The 61-year-old said: “Platini is good for football, but whether he can be a good Fifa president? I don’t think so. He is a product of the current Fifa system.
“There are several questions we can have whether Platini can symbolise a new era for Fifa or whether he is simply a protégé of Blatter.”
Chung has been a long-time opponent of Blatter's and in 2002 he he tried to stop him getting re-elected by accusing the Swiss of misusing FIFA funds.
Chung, who vowed to serve a single, four-year term if elected, added: “President Blatter is like a cannibal eating his parents and then crying he’s an orphan. He tries to blame everybody except himself.
“I’ll try to have more transparency and development. I’ll try to eliminate corruption.”
Meanwhile, Platini has been given the firm backing of the English Football Association after formally declaring he is to run for the FIFA presidency despite his public backing for Qatar to host the 2022 World Cup.
The 60-year-old UEFA president said he wants to he wants to restore the world governing body's dignity after the corruption crisis which engulfed the organisation and led to Sepp Blatter announcing he will quit as FIFA president.
FA chairman Greg Dyke has thrown his weight behind the Frenchman but warned it will be a challenging task to change FIFA.
Dyke said: "We support Michel Platini's candidacy. We have a good relationship with him and hope he can gain the necessary global backing to lead a new FIFA during the most difficult period in its history.
"Platini has always made it very clear that he voted for Qatar. If all the other people who voted for Qatar had been quite as transparent it would have been more helpful."
Dyke added: "We understand there will be a number of candidates, which should result in a strong and healthy debate.
"However, we should not underestimate how challenging it will be for anyone to lead an organisation that has been so tainted. The whole structure of FIFA must be reviewed and fundamentally changed.
"With FA vice-chairman David Gill newly-appointed to the FIFA executive committee and the level of worldwide scrutiny on the reform process, the opportunity is there to bring about positive change. While we have yet to see Platini's manifesto, we believe he will fully support an ongoing reform process."

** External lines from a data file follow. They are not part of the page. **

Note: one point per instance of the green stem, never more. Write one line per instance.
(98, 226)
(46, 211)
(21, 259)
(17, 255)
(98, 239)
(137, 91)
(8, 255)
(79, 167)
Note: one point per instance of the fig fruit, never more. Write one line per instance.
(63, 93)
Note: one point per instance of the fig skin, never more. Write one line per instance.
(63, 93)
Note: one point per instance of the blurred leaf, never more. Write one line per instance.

Platini has also been supportive of the FA in terms of backing an increase in the number of home-grown players in squads, and last year UEFA awarded the semi-finals and final of Euro 2020 to Wembley. Blatter is to step down on February 26 due to the corruption crisis which has engulfed the organisation. Platini has written to all 209 member associations of FIFA to inform of them of his intentions.
He said in the letter: "There are times in life when you have to take your destiny into your own hands. I am at one of those decisive moments, at a juncture in my life and in events that are shaping the future of FIFA."

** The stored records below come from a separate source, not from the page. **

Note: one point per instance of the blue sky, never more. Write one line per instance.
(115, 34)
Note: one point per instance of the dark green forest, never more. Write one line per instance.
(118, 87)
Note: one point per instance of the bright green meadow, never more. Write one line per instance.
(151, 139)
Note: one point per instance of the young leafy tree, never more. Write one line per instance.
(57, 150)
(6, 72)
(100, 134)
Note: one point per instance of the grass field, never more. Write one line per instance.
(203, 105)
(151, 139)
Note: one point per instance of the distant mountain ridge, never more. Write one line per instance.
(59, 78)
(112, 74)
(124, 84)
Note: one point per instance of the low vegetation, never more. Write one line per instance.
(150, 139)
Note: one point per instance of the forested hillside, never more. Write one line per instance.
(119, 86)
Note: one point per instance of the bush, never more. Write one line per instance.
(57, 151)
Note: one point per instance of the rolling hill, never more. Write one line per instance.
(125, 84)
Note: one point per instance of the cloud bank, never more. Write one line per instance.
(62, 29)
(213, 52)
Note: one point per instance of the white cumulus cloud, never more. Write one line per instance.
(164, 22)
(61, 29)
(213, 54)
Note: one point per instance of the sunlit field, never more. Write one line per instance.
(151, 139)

The Frenchman said he wants "to give FIFA back the dignity and the position it deserves".
Platini added: "This was a very personal, carefully considered decision, one in which I weighed up the future of football alongside my own future. I was also guided by the esteem, support and encouragement that many of you have shown me.
"During this last half-century or so, FIFA has only had two presidents. This extreme stability is something of a paradox in a world that has experienced radical upheavals and in a sport that has undergone considerable economic change.

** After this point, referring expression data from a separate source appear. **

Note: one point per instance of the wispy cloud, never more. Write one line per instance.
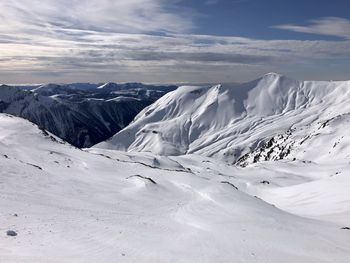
(331, 26)
(136, 40)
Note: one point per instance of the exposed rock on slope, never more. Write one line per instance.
(234, 122)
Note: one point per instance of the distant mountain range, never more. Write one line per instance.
(271, 118)
(82, 114)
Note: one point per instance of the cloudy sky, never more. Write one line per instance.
(172, 41)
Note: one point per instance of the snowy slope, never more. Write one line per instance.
(69, 205)
(232, 122)
(77, 113)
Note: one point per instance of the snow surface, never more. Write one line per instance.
(69, 205)
(175, 195)
(229, 122)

"However, recent events force the supreme governing body of world football to turn over a new leaf and rethink its governance."
Blatter, 79, was re-elected in May but within four days had announced he would quit after FIFA's involvement in payments to officials was uncovered.
Platini has been promised the support of the four of the six FIFA confederations, including the powerful Asian bloc, which makes him the clear favourite to succeed Blatter.
If Platini succeeds in becoming FIFA president, one implication is a likely slow-down in the further introduction of new technology such as video replays into the game.
Platini has been an opponent of goal-line technology, which has been adopted by both the Premier League and by FIFA for their competitions, and instead has favoured an extra official behind each goal-line.
After his announcement, Platini found himself under immediate attack by Jordan's Prince Ali Bin al Hussein, who lost heavily to Blatter in May's election despite support from UEFA and Platini.
Prince Ali, who appears to be preparing to run again, said: "Platini is not good for FIFA. Football's fans and players deserve better.
"FIFA is engulfed in scandal. We must stop doing business as usual. The practice of back-room, under-the-table deals must end.
"I believe that the voices of the individual football federations must be heard. In the coming week, I will be consulting with them about what is in the best interests of football.
"What is clear is that FIFA needs new, independent leadership, untainted by the practices of the past."
Meanwhile, the head of the German football federation Wolfgang Niersbach, who is the favourite to succeed Platini at UEFA, has also given his backing.
He said: "Michel Platini and I have a different view in the awarding of the 2022 World Cup to Qatar, but that does not spoil our good relationship. I can assure you that he has our full support."